The Beijing-RADI site is located on the roof (22 m above the surface) of the Aerospace Information Research Institute of the Chinese Academy of Sciences (40.004° N, 116.379° E, elevation 59 m), which in turn is located in the north of Beijing between the Fourth and Fifth Ring Roads at the edge of the Olympic Park. The site is representative of an urban background affected by vehicle exhaust, combustion, and domestic emissions, including those from heating during wintertime.

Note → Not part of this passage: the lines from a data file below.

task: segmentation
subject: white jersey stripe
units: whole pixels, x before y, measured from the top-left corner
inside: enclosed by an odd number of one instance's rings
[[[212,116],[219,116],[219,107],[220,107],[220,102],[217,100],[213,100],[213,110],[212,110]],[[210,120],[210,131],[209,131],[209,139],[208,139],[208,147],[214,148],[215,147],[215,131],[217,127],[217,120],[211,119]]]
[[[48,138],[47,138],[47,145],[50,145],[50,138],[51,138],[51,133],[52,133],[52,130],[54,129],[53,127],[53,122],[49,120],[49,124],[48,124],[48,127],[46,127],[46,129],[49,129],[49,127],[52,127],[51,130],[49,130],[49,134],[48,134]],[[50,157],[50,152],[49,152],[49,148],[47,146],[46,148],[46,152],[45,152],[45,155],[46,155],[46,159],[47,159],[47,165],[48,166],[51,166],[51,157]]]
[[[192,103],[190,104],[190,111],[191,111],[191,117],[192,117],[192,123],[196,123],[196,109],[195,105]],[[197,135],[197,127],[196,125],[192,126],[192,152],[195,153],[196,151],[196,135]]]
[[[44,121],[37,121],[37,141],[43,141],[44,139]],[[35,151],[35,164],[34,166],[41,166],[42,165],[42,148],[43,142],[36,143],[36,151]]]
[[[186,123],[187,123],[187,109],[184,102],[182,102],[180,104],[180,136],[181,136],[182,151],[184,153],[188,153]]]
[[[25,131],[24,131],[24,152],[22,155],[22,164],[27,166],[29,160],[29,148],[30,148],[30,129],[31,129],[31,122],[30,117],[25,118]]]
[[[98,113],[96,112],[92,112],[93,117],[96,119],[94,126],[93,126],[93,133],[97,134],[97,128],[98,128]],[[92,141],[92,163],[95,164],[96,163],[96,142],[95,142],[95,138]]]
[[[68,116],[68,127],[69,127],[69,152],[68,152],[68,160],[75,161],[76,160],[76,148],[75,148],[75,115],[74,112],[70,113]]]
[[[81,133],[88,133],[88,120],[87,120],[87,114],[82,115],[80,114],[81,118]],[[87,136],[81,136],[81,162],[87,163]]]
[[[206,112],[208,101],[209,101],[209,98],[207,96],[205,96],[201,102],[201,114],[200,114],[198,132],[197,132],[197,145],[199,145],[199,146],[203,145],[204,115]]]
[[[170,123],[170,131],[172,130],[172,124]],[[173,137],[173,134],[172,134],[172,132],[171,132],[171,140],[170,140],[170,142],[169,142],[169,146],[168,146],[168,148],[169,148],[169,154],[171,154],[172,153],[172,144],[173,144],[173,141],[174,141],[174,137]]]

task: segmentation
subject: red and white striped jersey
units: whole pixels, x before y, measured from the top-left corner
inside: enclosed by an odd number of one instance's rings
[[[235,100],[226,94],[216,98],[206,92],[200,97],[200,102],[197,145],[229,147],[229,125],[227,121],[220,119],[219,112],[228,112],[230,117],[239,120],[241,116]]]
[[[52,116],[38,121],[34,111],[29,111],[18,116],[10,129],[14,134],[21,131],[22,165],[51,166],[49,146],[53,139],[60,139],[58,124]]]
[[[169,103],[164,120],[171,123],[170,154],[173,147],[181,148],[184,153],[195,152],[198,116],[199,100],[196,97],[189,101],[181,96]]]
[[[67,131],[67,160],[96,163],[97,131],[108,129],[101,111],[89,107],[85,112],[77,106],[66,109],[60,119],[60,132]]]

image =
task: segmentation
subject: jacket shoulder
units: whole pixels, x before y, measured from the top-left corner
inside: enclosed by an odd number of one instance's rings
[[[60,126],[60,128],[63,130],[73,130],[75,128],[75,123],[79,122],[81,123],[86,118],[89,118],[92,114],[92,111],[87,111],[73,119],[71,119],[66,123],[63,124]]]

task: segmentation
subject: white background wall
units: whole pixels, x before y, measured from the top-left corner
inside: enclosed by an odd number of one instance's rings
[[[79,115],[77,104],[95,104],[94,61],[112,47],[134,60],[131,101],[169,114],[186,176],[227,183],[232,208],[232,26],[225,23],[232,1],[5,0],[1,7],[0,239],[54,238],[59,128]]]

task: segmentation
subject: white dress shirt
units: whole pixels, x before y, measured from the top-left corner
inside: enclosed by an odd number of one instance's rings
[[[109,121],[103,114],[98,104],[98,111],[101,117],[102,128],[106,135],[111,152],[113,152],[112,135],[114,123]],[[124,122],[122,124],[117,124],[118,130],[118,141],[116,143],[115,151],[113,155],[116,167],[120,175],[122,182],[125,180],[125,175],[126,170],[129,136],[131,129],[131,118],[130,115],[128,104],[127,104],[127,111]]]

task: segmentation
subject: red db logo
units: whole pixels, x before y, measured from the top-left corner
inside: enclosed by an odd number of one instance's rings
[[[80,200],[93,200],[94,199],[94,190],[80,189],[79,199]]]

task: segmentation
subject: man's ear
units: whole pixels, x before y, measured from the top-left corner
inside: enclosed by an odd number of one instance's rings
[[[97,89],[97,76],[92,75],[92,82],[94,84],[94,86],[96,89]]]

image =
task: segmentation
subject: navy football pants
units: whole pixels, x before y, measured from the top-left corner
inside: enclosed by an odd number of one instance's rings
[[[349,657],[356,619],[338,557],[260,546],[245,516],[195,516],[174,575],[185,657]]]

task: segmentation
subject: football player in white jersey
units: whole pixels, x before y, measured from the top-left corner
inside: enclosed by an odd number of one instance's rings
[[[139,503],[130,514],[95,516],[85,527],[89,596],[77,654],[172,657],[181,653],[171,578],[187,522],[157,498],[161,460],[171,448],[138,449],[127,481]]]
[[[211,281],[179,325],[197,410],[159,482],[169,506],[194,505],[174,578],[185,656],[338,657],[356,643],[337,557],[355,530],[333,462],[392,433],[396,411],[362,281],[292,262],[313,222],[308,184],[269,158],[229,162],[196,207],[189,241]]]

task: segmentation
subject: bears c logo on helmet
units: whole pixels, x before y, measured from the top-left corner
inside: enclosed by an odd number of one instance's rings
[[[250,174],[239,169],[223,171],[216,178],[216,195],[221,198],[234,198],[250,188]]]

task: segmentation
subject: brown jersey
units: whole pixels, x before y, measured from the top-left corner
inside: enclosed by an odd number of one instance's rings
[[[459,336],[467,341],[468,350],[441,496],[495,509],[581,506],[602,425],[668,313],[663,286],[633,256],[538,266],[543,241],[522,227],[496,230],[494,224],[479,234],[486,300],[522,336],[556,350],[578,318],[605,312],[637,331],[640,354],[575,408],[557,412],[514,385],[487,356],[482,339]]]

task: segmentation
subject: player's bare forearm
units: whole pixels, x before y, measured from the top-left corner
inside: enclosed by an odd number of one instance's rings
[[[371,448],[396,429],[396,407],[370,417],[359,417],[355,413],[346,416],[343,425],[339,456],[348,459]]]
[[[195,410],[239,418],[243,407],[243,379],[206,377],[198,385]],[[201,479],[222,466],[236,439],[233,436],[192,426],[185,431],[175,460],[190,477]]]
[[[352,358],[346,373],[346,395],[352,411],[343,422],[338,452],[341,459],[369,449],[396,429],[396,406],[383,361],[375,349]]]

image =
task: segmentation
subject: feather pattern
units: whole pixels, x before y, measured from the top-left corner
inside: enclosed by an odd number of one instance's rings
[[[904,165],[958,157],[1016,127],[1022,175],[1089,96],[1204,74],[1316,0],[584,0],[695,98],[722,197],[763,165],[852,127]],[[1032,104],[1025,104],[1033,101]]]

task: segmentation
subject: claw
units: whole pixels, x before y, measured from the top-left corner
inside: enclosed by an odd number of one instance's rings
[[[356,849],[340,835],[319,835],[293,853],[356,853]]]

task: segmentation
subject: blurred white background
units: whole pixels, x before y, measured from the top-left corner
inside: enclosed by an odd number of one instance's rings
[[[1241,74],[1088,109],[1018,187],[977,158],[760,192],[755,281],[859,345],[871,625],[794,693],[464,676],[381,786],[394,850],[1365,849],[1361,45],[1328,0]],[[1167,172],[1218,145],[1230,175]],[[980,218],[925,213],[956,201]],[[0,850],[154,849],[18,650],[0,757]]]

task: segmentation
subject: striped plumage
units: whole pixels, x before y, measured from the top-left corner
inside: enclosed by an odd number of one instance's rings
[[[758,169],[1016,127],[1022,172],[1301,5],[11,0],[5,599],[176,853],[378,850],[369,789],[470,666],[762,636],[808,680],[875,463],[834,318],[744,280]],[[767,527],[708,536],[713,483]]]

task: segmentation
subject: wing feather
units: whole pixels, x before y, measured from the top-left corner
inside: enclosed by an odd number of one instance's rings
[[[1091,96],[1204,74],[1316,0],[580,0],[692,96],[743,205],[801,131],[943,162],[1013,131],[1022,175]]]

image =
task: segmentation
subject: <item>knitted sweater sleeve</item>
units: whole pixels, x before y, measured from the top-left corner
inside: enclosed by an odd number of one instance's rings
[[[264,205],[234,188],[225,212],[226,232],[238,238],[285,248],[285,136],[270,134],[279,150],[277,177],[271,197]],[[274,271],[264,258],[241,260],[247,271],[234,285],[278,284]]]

A short-term field experiment was carried out at the Beijing-RADI long-term observation site during 10–29 January 2022. Pandora provided total VCD of NO2 concentrations in four layers; information on the spatial distribution of total VCD of NO2 was obtained from TROPOMI; and a lidar provided aerosol backscatter profiles, showing the vertical structure and evolution of the atmospheric boundary layer. The NS parameters were measured with instrumentation mounted near the Pandora on the roof of the AirCAS building, as described in the following sections.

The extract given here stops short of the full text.